In the first lesson, you learned to use the Finch outputs: the motors, lights, and buzzer on the Finch. The Finch also has sensors that provide input to the robot. A sensor makes measurements and sends them to the program that the Finch is running. The program can use the sensor information to set outputs or make a decision. The Finch has two light sensors, an acceleration sensor (accelerometer), two obstacle sensors, and a temperature sensor.
Drag a light sensor block into the Scripts area. Click on the block to see the current value of the sensor. Next, cover the light sensor with your hand and click on the block again. You should see the value of the light sensor change. What is the value of the block when you shine a flashlight on the sensor?
To see the value of a sensor change, it is helpful to create a variable. A variable is just a name that represents a value. You will now create a variable named “left light” that will hold the value of the left light sensor and display that value on the screen.

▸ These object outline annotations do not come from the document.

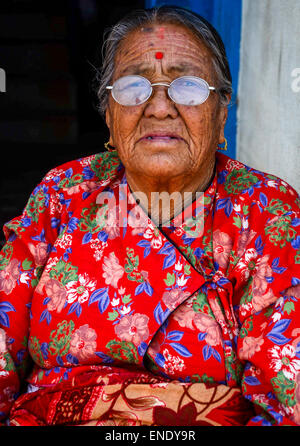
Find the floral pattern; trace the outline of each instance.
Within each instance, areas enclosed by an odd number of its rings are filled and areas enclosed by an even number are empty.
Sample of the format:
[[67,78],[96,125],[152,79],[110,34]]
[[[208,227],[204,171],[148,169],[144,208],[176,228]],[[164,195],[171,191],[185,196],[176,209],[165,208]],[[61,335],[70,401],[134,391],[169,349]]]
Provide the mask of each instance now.
[[[136,370],[145,385],[163,383],[165,390],[197,383],[224,395],[238,392],[232,425],[300,424],[297,193],[217,154],[211,185],[184,215],[188,220],[177,216],[156,227],[130,194],[114,153],[72,161],[45,176],[23,214],[4,227],[3,420],[26,424],[27,403],[42,407],[57,389],[62,404],[53,396],[43,423],[60,423],[100,401],[97,386],[114,371]],[[93,391],[86,376],[94,376]],[[83,380],[82,406],[72,387],[77,379]],[[28,390],[19,395],[24,384]],[[225,423],[221,412],[199,421],[193,401],[180,399],[176,408],[156,396],[141,398],[129,401],[137,411],[126,423],[142,423],[138,408],[150,401],[147,424]],[[244,403],[251,410],[241,418]],[[80,422],[79,412],[74,420]]]

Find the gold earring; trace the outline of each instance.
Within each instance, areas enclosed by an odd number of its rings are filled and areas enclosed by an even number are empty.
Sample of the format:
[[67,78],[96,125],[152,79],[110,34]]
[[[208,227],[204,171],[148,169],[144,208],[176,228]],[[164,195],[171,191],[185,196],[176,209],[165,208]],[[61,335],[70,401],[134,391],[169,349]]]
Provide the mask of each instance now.
[[111,145],[109,144],[109,141],[107,141],[107,142],[104,144],[104,147],[106,148],[106,150],[107,150],[108,152],[115,152],[115,150],[116,150],[113,146],[111,146]]
[[218,149],[219,150],[224,150],[224,152],[226,152],[226,150],[227,150],[227,139],[226,138],[224,138],[224,147],[220,147],[220,144],[218,145]]

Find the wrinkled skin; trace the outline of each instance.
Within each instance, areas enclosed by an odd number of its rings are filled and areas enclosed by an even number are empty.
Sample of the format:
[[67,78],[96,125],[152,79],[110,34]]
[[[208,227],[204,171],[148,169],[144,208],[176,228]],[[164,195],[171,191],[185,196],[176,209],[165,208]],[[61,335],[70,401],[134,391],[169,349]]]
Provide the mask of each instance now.
[[[155,53],[163,53],[156,59]],[[116,54],[113,81],[139,74],[150,82],[171,82],[194,75],[217,87],[210,51],[191,31],[177,24],[149,25],[131,32]],[[205,190],[213,175],[215,152],[224,141],[227,107],[216,92],[197,106],[175,104],[167,88],[156,86],[144,104],[125,107],[109,96],[106,123],[133,191]],[[172,132],[176,139],[142,139]]]

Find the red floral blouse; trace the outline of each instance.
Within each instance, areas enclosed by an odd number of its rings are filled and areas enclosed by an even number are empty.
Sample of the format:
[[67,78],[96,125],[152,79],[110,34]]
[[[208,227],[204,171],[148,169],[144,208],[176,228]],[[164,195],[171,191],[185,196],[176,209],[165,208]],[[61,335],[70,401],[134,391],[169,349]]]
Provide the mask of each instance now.
[[96,365],[240,388],[249,425],[300,424],[299,198],[217,154],[157,227],[117,155],[51,170],[4,227],[0,414]]

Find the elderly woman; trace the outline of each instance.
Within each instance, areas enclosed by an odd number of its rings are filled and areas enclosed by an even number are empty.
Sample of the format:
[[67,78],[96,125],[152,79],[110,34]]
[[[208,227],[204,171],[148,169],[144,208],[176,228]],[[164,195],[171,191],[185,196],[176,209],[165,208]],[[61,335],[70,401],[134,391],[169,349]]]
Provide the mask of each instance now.
[[3,423],[300,424],[298,198],[217,152],[217,32],[135,11],[98,94],[109,151],[53,169],[4,228]]

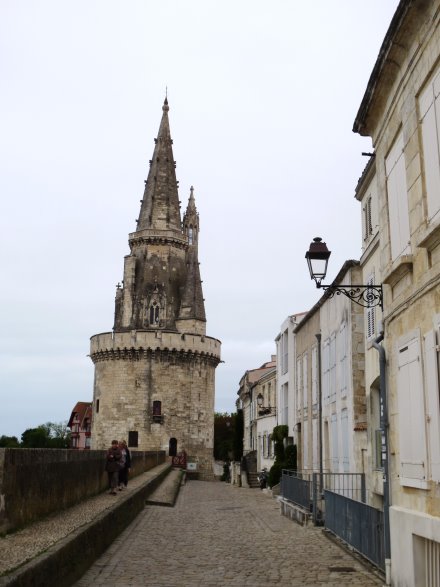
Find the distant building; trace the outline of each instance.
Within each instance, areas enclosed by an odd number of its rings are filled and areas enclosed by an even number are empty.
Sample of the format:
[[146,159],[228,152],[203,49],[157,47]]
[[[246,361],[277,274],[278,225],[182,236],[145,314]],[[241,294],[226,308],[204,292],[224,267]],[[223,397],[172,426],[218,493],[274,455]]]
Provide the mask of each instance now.
[[184,450],[211,478],[221,343],[206,336],[199,214],[191,187],[181,218],[166,99],[162,110],[113,331],[91,338],[92,445],[102,449],[116,437],[133,449]]
[[89,449],[92,433],[92,402],[78,402],[72,410],[70,428],[71,448]]
[[[240,379],[237,407],[243,410],[243,454],[255,459],[255,466],[267,466],[273,458],[270,434],[276,425],[276,356]],[[259,399],[260,398],[260,399]],[[260,405],[259,405],[260,402]],[[264,423],[259,422],[264,417]]]

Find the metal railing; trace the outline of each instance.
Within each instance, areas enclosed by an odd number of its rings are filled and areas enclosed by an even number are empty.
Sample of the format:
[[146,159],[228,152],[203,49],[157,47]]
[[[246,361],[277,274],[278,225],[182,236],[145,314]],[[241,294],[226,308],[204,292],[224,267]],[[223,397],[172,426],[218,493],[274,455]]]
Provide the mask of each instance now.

First, go to the Variables menu. Then click Make a Variable.
We want to set the value of our variable equal to the value of the left light sensor. To do this, we can use the set to block. We will place this block inside a forever loop to continually set the variable to the value of the sensor.
You can use the sensor blocks to make the robot respond to its environment. For example, you can make the robot follow a flashlight using the script shown below. The Move Finch block set the speed of the robot using the values of the light sensors, and the forever loop repeats this action over and over.
Create a variable named “temperature” that is equal to the value of the temperature sensor. What is the temperature in your room in Celsius? Can you raise the temperature reading of the sensor?
You can place arithmetic blocks inside one another. When you do this, the operation in the innermost block will be performed first. In the expression below, the 2 and 4 will be added together first, and then the result will be multiplied by 10. What will be value of this expression be? Make a hypothesis and then test it in Snap!. Remember, you can click on a block to find the value of the block.
The last Finch blocks that we will use in this lesson measure acceleration. These blocks measure how much the Finch is tilted (or changing its speed). When the Finch is sitting on a flat surface, these blocks will not change. There are three different blocks because the Finch can measure tilt in three different directions. The value of each block is a decimal number between -1.5 and 1.5.
You can use the accelerometer to move a sprite around the stage in Snap!. This will enable you to make your own video games with the Finch as the controller!
Declare another variable named xPaddlePosition. You will use this variable to determine the x -position of the paddle on the stage. As you tilt the Finch, the value of the y -acceleration is between -1 and 1. What number will you need to put in the blank below to make the paddle move from -240 to 240?
Place a go to block at the bottom of your forever loop. Use this block to continually set the x -position of the paddle sprite to xPaddlePosition. The y -coordinate for the sprite can be -180; this is the bottom of the stage. When you run your script, you should be able to move your sprite by tilting the Hummingbird!
You will notice that when you tilt the Finch to the left, the paddle moves to the right. When you tilt the Finch to the right, the paddle moves to the left. How can you adjust your code to fix this problem?
Now that you can control a sprite with the Finch, you can add other elements to create your own video game! For more details, see the Finch Pong I activity; you have already done the first part of this activity.